CRMs for Startups: 5 signs it’s time to throw away your Excel spreadsheet
As an early-stage start-up, your lead tracking process might be as simple as an Excel spreadsheet or the free version of HighRise. Totally acceptable at first. But… you’ll reach a point where the limitations of whatever early stage system you’ve chosen is noticeably painful. A few signals include:
1. Missed calls. You missed a follow up call that you scheduled for yourself. For example, you talked to a big telco/ISP provider about your case tracking software. The VP of Customer Care asked you to call her on Thursday morning, but didn’t specify a time the last time you spoke. On Friday morning, you realized you forgot to call.
2. A growing pipeline. You’re lead pipeline has doubled in recent weeks because of a few industry events or conferences you attended. As you look at your stack of business cards with various types of follow up actions required, your Excel spreadsheet just isn’t going to work.
3. Committee selling. You’re moving deeper into the sales process with “Big Important Account” and this includes several upcoming meetings with not just the purchasing team, but their IT team, legal, CTO, and users. Gulp. How are you going to enter each of these people into your sales process workflow?
4. Varying opportunity paces. You realize that you have multiple opportunities in process, but they are pacing differently and you need a view your pipeline so you know where specific advances should be taking place each week.
5. Duplication of effort. You went the Lean Startup Route and your website is a WordPress blog with a simple lead capture form. As your site traffic increases because of the wonderful content you’re creating, AdWords, or a recent press release, you are duplicating effort to take info supplied in your web lead form and converting into a central tracking place.

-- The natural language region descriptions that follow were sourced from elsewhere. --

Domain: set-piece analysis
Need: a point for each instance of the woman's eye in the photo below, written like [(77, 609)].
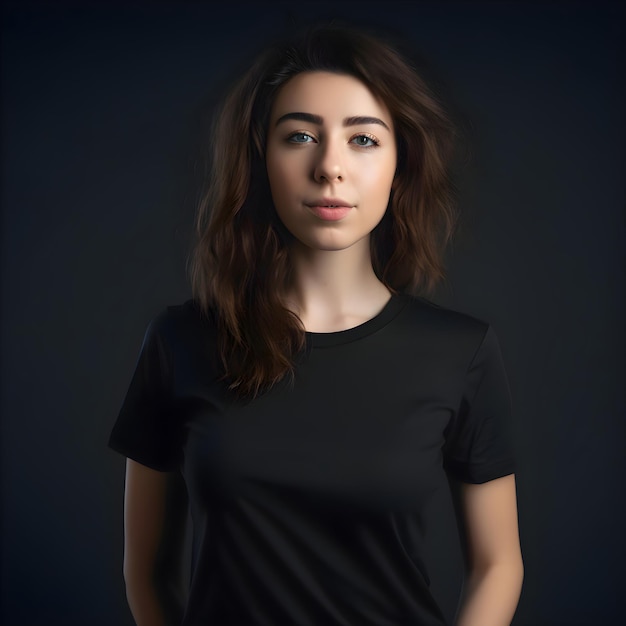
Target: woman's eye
[(300, 138), (365, 141)]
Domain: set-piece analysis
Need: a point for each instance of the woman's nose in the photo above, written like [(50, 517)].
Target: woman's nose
[(328, 166)]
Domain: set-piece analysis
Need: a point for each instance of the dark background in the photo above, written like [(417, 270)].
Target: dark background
[(102, 127)]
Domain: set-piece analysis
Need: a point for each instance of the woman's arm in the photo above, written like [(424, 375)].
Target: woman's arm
[(155, 513), (487, 515)]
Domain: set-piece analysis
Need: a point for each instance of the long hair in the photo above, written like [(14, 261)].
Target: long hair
[(240, 262)]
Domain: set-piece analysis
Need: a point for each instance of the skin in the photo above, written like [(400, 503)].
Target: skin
[(335, 288)]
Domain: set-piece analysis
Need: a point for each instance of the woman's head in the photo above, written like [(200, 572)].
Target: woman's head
[(329, 143), (245, 231)]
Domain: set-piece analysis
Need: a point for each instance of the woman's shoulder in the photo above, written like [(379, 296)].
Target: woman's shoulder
[(425, 311)]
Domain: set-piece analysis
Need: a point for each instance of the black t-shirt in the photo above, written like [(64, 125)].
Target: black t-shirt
[(306, 502)]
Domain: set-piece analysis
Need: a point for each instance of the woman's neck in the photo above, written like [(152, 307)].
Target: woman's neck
[(335, 289)]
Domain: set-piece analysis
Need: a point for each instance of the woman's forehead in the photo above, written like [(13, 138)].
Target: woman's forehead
[(331, 96)]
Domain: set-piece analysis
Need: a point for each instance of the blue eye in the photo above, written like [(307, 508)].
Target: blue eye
[(364, 141), (298, 138)]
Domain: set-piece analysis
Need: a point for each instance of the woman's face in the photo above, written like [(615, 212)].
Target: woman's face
[(331, 159)]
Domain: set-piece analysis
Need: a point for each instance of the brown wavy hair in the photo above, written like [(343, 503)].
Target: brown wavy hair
[(240, 262)]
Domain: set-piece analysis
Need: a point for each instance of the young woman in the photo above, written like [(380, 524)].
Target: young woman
[(307, 402)]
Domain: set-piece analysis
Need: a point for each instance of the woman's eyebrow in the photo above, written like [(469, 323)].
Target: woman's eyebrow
[(357, 120)]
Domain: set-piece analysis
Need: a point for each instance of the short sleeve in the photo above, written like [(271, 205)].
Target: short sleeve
[(478, 440), (145, 429)]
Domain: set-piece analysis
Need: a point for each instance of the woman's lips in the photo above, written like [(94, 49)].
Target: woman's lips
[(331, 214)]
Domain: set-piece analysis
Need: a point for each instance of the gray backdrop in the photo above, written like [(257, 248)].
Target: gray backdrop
[(102, 120)]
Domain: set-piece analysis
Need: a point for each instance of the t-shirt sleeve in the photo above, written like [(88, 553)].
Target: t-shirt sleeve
[(479, 443), (145, 430)]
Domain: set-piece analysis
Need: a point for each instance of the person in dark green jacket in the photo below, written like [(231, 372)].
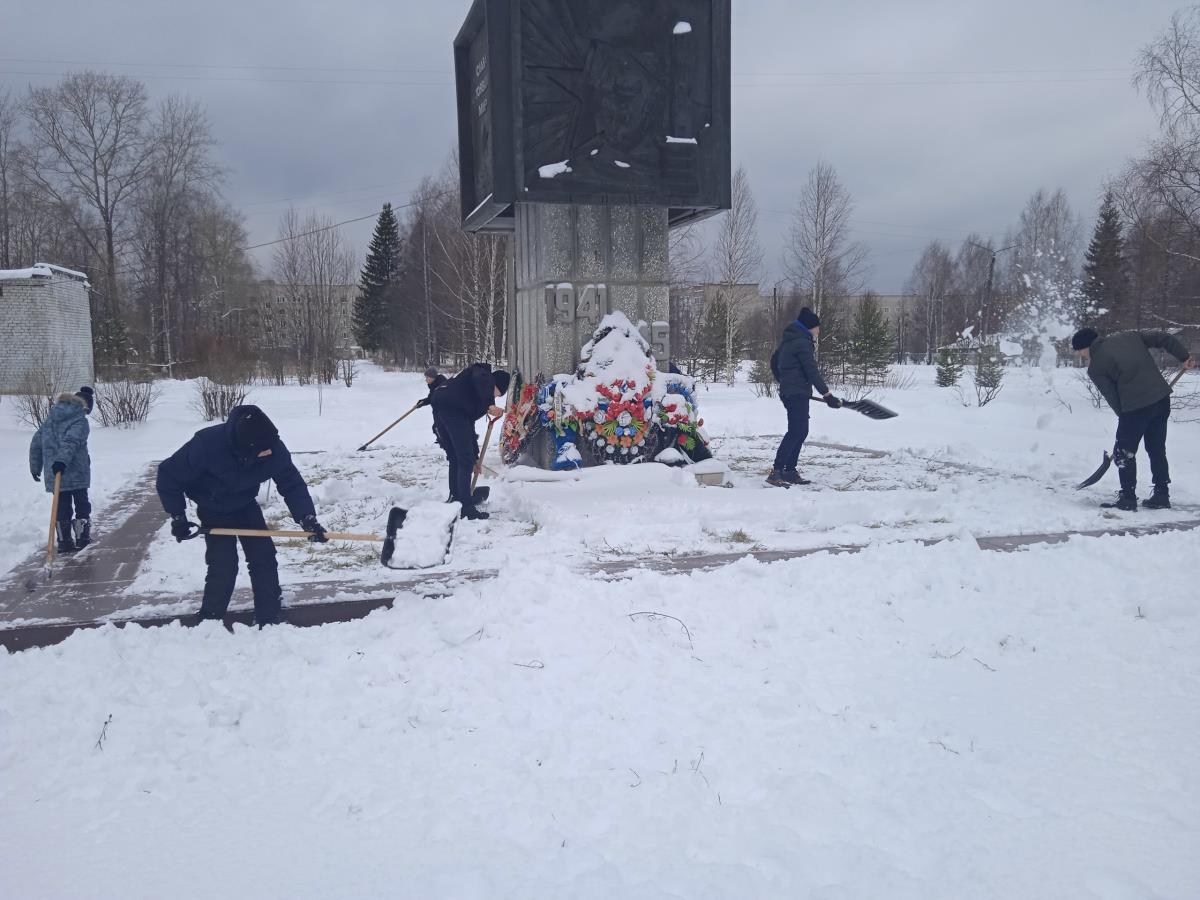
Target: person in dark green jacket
[(1127, 376)]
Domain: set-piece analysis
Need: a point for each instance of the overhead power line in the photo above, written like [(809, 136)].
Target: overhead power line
[(348, 221)]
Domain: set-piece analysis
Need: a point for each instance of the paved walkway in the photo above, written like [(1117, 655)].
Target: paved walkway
[(91, 588)]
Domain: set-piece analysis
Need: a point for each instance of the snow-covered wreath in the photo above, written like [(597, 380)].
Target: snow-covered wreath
[(617, 408)]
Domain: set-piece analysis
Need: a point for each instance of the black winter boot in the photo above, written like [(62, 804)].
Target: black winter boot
[(777, 479), (1159, 499), (1126, 502), (82, 531), (66, 538)]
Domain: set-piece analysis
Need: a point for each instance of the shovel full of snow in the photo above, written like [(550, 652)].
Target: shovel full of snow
[(1107, 463), (417, 538)]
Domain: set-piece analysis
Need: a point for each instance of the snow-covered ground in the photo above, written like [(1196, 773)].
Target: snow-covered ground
[(913, 721)]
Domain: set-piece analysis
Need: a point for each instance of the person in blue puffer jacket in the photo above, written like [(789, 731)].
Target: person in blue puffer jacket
[(221, 469), (60, 448)]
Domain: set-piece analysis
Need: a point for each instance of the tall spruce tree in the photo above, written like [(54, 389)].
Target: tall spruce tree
[(372, 307), (1105, 297), (870, 342)]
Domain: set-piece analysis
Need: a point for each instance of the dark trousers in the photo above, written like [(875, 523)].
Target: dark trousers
[(789, 454), (1150, 425), (461, 444), (221, 555), (73, 504)]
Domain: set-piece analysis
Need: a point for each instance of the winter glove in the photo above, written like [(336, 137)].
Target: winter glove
[(310, 523), (181, 529)]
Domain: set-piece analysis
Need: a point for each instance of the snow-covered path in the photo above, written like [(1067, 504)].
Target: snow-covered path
[(906, 723)]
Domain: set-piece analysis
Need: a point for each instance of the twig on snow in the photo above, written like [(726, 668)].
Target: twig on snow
[(634, 616), (947, 749), (103, 733)]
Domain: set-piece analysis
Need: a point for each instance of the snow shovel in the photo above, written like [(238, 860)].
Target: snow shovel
[(867, 407), (425, 525), (1107, 463), (481, 493), (48, 567), (364, 448)]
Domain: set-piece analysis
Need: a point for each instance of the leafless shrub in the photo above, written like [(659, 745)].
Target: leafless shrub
[(214, 400), (125, 402), (42, 383)]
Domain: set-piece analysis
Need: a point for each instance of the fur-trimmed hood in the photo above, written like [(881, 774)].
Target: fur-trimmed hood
[(66, 397)]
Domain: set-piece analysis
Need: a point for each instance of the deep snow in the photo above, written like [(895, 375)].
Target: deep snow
[(912, 721)]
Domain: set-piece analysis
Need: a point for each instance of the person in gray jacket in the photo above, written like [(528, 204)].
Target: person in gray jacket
[(60, 448), (1127, 376), (795, 366)]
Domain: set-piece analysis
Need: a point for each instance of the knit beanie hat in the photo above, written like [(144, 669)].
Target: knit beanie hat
[(502, 381), (253, 432), (1084, 339)]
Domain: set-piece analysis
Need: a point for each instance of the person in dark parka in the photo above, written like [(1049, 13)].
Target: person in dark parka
[(795, 366), (435, 381), (60, 447), (457, 406), (1131, 382), (221, 469)]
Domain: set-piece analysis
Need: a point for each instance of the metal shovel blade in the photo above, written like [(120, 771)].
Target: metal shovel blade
[(870, 409), (1098, 474)]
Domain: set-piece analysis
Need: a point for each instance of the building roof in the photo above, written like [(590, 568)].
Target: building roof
[(40, 270)]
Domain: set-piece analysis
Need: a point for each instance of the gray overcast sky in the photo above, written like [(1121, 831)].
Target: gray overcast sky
[(940, 115)]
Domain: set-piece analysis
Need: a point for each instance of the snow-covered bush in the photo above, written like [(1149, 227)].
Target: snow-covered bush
[(125, 402)]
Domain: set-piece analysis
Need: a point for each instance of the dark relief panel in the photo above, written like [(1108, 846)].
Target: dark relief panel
[(609, 101)]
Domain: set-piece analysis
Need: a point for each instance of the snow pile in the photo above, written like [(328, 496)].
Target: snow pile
[(424, 541)]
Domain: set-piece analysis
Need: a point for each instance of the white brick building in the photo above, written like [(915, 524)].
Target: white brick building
[(45, 329)]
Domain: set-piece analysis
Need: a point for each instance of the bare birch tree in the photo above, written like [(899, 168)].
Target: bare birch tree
[(89, 133), (737, 261), (820, 256)]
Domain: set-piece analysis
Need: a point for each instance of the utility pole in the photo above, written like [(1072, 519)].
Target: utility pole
[(991, 279)]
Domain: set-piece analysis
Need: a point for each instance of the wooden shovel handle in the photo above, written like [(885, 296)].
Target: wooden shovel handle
[(479, 465), (294, 535), (54, 517)]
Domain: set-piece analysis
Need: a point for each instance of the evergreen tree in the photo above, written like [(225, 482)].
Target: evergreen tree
[(1105, 293), (949, 367), (372, 307), (870, 342), (989, 375)]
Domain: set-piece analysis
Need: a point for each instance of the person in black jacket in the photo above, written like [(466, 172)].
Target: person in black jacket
[(795, 365), (433, 381), (1131, 382), (221, 469), (457, 406)]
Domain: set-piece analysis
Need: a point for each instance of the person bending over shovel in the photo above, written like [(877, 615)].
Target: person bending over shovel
[(221, 468), (1122, 369), (795, 366), (60, 448), (457, 406)]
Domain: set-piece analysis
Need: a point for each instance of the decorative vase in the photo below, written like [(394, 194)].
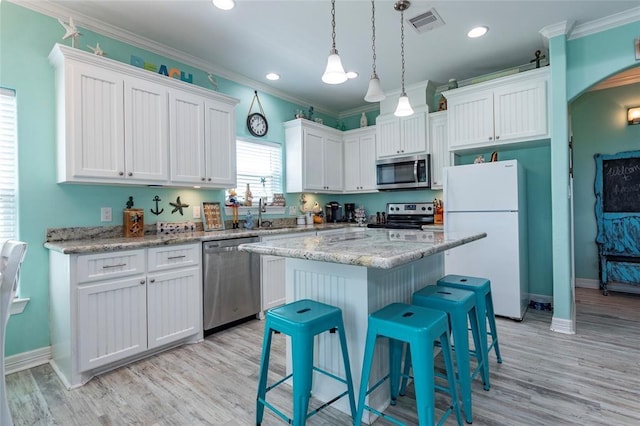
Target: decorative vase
[(363, 120)]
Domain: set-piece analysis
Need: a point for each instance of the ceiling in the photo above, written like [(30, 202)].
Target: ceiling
[(293, 38)]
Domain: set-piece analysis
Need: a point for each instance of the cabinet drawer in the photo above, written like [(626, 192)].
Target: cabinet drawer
[(105, 266), (169, 257)]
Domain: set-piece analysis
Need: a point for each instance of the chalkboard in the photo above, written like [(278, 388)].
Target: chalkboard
[(621, 185)]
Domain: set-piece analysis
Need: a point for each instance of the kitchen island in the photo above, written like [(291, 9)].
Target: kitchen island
[(359, 272)]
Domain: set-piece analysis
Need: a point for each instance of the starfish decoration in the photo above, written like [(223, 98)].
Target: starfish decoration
[(178, 206), (96, 50), (70, 31)]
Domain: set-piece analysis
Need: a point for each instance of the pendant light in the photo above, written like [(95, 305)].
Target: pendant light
[(404, 107), (334, 73), (374, 93)]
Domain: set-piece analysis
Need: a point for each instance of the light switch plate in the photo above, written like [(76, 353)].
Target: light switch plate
[(105, 214)]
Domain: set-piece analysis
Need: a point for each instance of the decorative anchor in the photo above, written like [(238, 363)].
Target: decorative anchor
[(156, 211), (178, 206), (538, 58)]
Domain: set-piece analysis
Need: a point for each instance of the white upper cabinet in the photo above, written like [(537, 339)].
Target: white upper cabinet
[(440, 157), (119, 124), (400, 136), (314, 157), (501, 111), (360, 160)]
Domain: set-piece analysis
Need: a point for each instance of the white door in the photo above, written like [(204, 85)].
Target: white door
[(172, 299), (112, 321), (495, 257), (146, 129)]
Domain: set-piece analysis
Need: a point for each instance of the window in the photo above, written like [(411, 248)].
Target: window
[(259, 164), (8, 165)]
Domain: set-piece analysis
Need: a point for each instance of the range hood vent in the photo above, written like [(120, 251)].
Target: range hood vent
[(426, 21)]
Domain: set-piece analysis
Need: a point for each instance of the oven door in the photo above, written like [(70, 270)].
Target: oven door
[(404, 173)]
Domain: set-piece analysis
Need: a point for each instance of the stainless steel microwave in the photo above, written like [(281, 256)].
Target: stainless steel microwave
[(412, 172)]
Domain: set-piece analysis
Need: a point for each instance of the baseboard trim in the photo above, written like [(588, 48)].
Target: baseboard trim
[(562, 325), (587, 283), (26, 360)]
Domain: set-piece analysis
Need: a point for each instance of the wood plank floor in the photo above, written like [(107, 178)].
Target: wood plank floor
[(547, 378)]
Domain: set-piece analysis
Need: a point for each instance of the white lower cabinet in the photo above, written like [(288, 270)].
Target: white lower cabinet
[(109, 309)]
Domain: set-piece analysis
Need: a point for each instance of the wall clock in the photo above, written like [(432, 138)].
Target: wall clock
[(257, 121)]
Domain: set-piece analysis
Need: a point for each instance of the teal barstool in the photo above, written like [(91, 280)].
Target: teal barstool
[(484, 302), (302, 321), (459, 305), (420, 328)]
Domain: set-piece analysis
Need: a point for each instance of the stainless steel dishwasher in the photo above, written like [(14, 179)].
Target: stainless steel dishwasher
[(231, 282)]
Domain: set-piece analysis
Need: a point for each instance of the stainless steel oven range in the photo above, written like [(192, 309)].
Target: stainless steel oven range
[(405, 216)]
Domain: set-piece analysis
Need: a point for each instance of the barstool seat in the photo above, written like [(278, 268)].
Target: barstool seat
[(459, 305), (302, 321), (484, 302), (420, 328)]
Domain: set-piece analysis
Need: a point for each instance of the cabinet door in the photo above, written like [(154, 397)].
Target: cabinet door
[(352, 164), (313, 158), (368, 162), (174, 305), (471, 119), (112, 321), (520, 111), (333, 163), (413, 134), (146, 130), (186, 115), (220, 144), (388, 136), (95, 121), (272, 274), (440, 157)]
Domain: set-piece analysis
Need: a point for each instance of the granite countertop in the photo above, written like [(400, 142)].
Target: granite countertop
[(375, 248), (98, 243)]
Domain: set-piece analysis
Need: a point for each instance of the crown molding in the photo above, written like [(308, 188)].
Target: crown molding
[(58, 11), (606, 23)]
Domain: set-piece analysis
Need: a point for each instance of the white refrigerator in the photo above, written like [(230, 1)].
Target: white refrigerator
[(491, 198)]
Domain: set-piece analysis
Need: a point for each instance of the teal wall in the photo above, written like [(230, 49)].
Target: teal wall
[(536, 162), (26, 39), (599, 123)]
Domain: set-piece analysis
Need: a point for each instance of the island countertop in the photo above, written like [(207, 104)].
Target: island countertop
[(374, 248)]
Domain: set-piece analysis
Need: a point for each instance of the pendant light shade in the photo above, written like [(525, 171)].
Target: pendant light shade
[(374, 93), (404, 106), (334, 73)]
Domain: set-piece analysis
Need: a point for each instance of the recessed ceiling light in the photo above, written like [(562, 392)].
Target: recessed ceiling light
[(477, 32), (224, 4)]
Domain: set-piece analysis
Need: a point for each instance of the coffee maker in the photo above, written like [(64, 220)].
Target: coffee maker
[(333, 212), (350, 212)]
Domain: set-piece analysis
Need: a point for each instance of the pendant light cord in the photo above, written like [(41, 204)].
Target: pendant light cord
[(333, 24), (373, 37), (402, 45)]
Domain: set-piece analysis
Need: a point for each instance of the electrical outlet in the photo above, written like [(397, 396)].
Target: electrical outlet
[(105, 214)]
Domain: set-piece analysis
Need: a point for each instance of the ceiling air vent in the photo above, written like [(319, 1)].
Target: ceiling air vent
[(426, 21)]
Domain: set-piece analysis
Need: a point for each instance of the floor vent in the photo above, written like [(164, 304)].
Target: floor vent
[(426, 21)]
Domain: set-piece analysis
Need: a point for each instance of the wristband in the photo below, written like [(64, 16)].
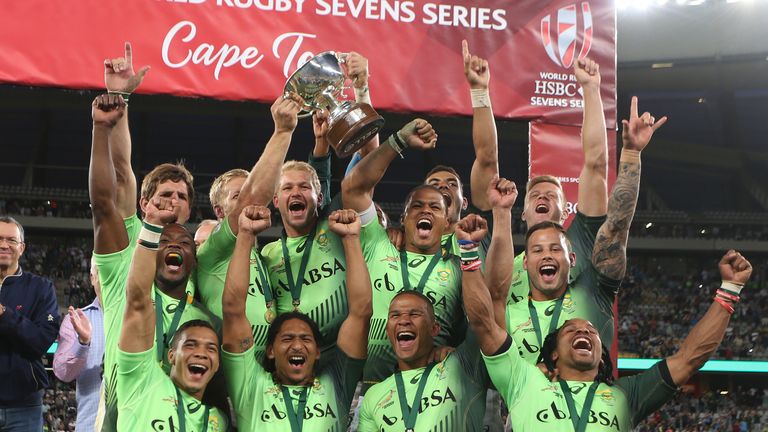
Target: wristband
[(480, 98), (125, 95), (471, 265), (630, 156), (732, 287), (149, 236), (362, 95), (397, 143), (725, 304), (728, 296)]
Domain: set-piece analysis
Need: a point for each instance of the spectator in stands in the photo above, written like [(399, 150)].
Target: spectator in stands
[(80, 353), (29, 320)]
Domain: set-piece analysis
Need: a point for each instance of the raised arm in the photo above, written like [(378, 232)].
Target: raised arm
[(237, 335), (120, 78), (357, 187), (477, 299), (353, 334), (593, 180), (109, 233), (484, 137), (609, 255), (259, 186), (502, 194), (357, 71), (706, 335), (138, 332)]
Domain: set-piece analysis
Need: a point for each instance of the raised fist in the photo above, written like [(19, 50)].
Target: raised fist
[(502, 193), (587, 72), (637, 132), (285, 112), (419, 134), (344, 223), (119, 75), (475, 68), (735, 268), (160, 211), (107, 109), (472, 228), (254, 219)]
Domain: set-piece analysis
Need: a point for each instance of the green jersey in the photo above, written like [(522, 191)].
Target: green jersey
[(536, 404), (582, 233), (589, 297), (113, 274), (148, 399), (442, 287), (260, 403), (213, 259), (453, 398), (324, 290)]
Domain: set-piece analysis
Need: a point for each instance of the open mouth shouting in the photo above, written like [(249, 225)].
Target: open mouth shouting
[(542, 208), (582, 345), (424, 227), (406, 339), (296, 208), (548, 272), (296, 362), (197, 370), (174, 260)]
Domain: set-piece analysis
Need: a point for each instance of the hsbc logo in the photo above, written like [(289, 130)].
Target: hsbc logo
[(560, 38)]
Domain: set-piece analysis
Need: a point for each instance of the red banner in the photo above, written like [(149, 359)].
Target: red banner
[(245, 49), (556, 150)]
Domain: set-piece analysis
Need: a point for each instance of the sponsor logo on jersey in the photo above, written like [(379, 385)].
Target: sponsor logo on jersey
[(553, 414)]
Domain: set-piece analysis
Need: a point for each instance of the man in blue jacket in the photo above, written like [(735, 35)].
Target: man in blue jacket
[(29, 322)]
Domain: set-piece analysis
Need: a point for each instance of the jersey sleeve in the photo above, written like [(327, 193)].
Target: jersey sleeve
[(582, 233), (241, 371), (646, 392), (136, 372), (509, 373)]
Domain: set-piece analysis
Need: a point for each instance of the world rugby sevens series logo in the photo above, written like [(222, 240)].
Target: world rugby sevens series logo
[(562, 48)]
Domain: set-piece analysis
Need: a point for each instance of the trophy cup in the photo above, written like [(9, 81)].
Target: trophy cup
[(320, 82)]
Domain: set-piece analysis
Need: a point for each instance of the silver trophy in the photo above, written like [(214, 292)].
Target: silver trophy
[(320, 82)]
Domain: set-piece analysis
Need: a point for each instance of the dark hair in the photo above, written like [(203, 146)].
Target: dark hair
[(8, 219), (421, 296), (544, 225), (604, 370), (190, 324), (277, 325)]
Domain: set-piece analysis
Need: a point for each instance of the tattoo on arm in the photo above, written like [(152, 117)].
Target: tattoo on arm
[(609, 255)]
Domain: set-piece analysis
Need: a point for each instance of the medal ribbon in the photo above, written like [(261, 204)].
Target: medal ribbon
[(424, 276), (159, 333), (579, 421), (295, 417), (410, 414), (552, 324), (295, 284), (182, 417)]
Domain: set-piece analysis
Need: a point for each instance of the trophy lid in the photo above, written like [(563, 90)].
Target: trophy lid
[(316, 75)]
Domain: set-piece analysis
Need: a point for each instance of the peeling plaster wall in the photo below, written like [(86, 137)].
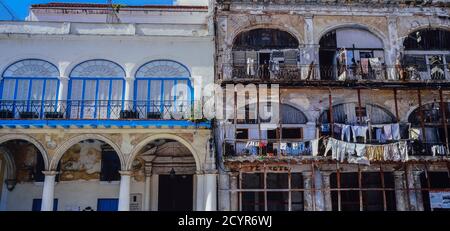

If you’re working right now in an Excel spreadsheet and don’t want to move into a “big” CRM like Salesforce or Oracle, check out this Quora post – “What is the best CRM software for startups?“.There are plenty of smaller, lighter apps out there. If you’re a small shop – say fewer than 20 people and only 1-2 sales people (including yourself as the company founder), most of the smaller, lighter CRMs will do the trick.
Before committing, take time to evaluate how any of these will migrate to a larger enterprise-level system like Salesforce or Oracle. Imagine your company with a 25-person sales, marketing, and customer service team. How will each user requirements be fulfilled with your system? It sounds trite, but going with a leading CRM provider vs. an upstart is a much safer decision. For example, I find Salesforce to be clunky in its implementation and management, but the number of third party apps available such as MailChimp makes up for these. You’ll never know all of the functions that your eventual Director of Marketing will want to use when you hire her in two years, but a little forward thinking will help her do her job more quickly.
Take the time to review the apps and think through your business and customers. Because you’re buying a small number of licenses, you won’t receive much personal attention from the CRM sales reps because they just won’t be knowledgeable enough about your company and industry to help you reach the right decision.
Google “tips for choosing a CRM” – plenty of resources out there for you.